Alexandra Tracy, Green Finance Advisor of Friends of the Earth (HK)
Government around the region are scrambling to develop plans for recovering from the pandemic. Environmental champions have made much of the opportunities for moving away from business as usual and “building back better”. They point to research recently published by Oxford University, which suggests investment in climate friendly policy initiatives could also offer the best economic returns. Based on surveys of more than 200 senior economic officials, the research finds that interventions with the greatest environmental and economic impacts include investing in clean physical infrastructure, natural capital projects and clean R&D.
But is this all talk and no action ?
To some extent, in Asia, it would seem to be so. Even before the virus, ASEAN was not on track to meet its regional target of sourcing 23% of primary energy from renewables by 2025 – it looks as though that share will stay at around 15%. On top of that, the International Energy Agency predicts that oil will continue to dominate road transport demand in South East Asia.
Now, policy makers urgently need to attend to shocking economic downturns and to generate growth as rapidly as possible, especially in those regions which are struggling to tackle rising poverty.
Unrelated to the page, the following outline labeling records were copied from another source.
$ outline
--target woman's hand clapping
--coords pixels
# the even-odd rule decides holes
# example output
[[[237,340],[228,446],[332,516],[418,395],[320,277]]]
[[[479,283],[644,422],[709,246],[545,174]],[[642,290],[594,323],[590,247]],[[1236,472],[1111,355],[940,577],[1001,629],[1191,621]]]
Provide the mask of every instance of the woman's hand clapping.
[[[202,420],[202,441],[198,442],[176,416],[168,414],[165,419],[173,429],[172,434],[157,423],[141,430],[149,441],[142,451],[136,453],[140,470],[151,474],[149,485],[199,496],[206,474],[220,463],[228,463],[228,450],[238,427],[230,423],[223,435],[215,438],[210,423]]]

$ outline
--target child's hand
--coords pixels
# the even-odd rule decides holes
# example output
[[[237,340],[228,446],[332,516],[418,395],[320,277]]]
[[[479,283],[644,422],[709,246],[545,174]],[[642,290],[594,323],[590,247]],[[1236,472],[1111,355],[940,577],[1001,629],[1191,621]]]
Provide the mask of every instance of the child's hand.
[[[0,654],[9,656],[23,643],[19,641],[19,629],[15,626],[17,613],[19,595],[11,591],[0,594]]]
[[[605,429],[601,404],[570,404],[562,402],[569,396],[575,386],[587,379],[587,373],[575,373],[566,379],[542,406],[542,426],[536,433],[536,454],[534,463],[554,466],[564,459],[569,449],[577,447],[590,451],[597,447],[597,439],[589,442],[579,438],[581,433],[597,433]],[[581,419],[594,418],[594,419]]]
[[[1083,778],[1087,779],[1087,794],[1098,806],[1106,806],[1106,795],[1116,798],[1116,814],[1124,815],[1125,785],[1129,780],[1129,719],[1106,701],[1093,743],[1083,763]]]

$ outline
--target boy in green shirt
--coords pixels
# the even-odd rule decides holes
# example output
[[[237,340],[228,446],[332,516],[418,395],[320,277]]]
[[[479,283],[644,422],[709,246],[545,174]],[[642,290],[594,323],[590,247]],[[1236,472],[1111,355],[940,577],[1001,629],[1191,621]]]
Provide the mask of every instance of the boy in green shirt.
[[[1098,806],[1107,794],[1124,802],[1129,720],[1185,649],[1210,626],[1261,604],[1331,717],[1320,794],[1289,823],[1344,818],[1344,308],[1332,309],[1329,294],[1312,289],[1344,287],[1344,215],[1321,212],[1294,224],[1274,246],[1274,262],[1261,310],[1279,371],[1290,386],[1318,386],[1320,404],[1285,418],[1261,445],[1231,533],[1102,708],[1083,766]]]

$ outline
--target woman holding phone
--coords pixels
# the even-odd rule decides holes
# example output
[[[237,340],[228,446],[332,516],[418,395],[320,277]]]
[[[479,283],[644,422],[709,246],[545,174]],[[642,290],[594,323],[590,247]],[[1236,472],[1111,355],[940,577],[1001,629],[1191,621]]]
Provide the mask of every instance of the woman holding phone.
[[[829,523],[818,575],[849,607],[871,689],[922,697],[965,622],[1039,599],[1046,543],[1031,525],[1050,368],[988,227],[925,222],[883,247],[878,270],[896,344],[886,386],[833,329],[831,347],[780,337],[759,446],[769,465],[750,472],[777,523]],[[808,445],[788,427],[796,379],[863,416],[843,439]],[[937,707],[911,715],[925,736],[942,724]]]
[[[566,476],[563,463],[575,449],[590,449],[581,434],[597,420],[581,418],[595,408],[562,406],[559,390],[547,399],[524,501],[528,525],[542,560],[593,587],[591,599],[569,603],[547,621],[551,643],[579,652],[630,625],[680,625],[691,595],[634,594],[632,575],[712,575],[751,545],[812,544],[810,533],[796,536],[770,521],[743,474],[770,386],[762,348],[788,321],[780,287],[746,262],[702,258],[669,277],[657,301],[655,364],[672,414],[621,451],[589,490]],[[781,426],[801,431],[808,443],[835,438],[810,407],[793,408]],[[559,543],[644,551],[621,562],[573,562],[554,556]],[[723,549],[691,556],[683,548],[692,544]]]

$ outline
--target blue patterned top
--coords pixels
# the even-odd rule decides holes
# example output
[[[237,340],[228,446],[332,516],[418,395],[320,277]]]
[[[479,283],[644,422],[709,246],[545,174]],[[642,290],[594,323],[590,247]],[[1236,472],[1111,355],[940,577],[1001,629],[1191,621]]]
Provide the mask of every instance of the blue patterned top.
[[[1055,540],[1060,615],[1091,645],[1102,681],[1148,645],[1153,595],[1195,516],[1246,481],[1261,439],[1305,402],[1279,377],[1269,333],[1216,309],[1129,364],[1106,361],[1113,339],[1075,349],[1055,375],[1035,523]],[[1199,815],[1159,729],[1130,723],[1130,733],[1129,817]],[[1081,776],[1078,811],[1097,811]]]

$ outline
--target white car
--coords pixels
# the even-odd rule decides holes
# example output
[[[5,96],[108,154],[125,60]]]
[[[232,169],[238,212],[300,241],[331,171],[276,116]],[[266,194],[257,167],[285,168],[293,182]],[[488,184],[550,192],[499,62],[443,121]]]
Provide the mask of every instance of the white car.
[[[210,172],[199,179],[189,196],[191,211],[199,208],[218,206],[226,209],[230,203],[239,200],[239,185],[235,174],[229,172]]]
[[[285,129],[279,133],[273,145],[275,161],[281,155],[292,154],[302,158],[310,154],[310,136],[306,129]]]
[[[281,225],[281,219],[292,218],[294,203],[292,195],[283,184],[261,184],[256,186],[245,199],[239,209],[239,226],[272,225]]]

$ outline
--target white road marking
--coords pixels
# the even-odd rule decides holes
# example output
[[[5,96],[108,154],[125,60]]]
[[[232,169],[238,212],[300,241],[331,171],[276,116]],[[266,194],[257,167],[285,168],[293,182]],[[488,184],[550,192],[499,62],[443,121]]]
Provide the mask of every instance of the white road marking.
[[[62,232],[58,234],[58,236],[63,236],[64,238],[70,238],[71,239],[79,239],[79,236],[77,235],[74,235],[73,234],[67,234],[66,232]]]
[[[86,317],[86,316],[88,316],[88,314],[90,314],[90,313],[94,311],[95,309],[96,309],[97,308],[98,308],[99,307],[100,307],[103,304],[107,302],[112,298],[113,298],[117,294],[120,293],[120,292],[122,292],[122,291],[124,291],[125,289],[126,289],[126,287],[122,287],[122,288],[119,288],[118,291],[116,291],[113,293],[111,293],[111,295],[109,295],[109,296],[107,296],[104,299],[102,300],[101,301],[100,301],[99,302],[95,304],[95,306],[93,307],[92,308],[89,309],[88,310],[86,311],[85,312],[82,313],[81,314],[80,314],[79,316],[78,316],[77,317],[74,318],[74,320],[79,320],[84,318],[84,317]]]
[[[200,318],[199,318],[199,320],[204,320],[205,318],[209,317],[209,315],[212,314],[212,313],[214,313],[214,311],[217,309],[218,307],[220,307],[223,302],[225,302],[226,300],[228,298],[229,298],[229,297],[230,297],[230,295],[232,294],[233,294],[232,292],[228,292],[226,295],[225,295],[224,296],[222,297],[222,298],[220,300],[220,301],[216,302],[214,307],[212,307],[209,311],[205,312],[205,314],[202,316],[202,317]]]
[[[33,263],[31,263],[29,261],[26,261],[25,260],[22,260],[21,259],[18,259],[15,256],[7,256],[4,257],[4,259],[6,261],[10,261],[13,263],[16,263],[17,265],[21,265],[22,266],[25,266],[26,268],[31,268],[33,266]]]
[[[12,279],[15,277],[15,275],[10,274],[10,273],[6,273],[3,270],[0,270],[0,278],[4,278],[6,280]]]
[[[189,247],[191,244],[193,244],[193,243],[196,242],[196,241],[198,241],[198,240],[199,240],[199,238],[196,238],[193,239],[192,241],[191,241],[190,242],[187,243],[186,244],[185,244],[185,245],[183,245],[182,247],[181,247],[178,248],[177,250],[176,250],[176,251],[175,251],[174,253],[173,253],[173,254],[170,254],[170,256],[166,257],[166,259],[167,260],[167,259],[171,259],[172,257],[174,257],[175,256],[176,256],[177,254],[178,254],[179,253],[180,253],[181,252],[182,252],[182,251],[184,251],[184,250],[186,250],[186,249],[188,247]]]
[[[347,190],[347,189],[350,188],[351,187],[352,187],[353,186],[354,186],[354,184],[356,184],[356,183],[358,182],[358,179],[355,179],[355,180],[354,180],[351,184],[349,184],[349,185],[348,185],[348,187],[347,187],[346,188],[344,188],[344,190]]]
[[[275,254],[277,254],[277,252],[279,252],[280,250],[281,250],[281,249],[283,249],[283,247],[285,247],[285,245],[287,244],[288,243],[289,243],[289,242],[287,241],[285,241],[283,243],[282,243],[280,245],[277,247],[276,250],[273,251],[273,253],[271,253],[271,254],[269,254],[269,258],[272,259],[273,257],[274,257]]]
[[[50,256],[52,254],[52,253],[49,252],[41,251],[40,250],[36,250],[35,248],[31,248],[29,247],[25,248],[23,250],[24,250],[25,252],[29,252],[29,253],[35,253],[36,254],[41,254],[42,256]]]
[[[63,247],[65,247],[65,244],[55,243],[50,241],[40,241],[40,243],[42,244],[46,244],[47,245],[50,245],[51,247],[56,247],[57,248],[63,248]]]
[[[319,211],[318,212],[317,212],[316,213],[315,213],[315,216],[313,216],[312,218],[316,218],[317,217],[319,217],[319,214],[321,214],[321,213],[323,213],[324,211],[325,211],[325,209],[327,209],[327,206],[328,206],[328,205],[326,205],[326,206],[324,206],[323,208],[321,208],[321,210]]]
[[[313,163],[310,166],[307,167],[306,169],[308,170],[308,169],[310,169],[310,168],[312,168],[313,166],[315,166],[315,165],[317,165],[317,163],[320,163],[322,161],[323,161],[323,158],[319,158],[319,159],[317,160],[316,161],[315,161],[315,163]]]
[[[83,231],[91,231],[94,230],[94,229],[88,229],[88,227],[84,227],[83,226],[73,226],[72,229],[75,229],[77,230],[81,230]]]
In these circumstances, it is understandable that short term decision making may overtake longer term green aspirations. This is hardly the time, for example, for dramatically rolling back the generous fossil fuel subsidies that allow access to energy and transportation for the poorest.
Most of the huge economic stimulus packages being developed by governments in the region make little mention of green priorities. Indeed, a recent study by ING Bank of these plans described most of their proposals as a “lamentable green response to Covid 19”.
Asia’s largest economies are proposing to make green investments, but are also supporting fossil fuel as part of their economic recovery plans. China has approved plans for new coal power plant capacity at the fastest rate since 2015, while India’s stimulus package contains support for both coal and oil industries, as well as allowing more deforestation for industrial development. And for all the talk of Korea’s Green New Deal, it is hard to find significant environmental measures in its proposals.
But there are reasons to feel positive. In the last two years, Vietnam has made enormous progress on increasing its solar and wind generating capacities, with a combination of well thought out policies and fiscal incentives. It now accounts for over 40% of South East Asia’s total solar capacity. Significant challenges remain for switching away from fossil fuels entirely, but the government is responding with sweeping changes to the power sector and moves to encourage direct corporate purchases of clean energy.
And New Zealand stands out in the Asia Pacific region for including in its economic recovery plans considerable spending on nature based solutions. The government has announced a NZ$1.3 billion programme that will invest in restoring wetlands and riverbanks, removing invasive species and improving tourism and recreation services on public lands. This is expected to create 11,000 new jobs.
Meanwhile, what of Hong Kong? In the Chief Executive’s Policy Address this week, there was mention of a number of environmental initiatives, such as more recycling and subsidies for electric vehicle charging infrastructure. These were somewhat outweighed, however, by ambitious planning for intensive development of the airport and expanded urban areas.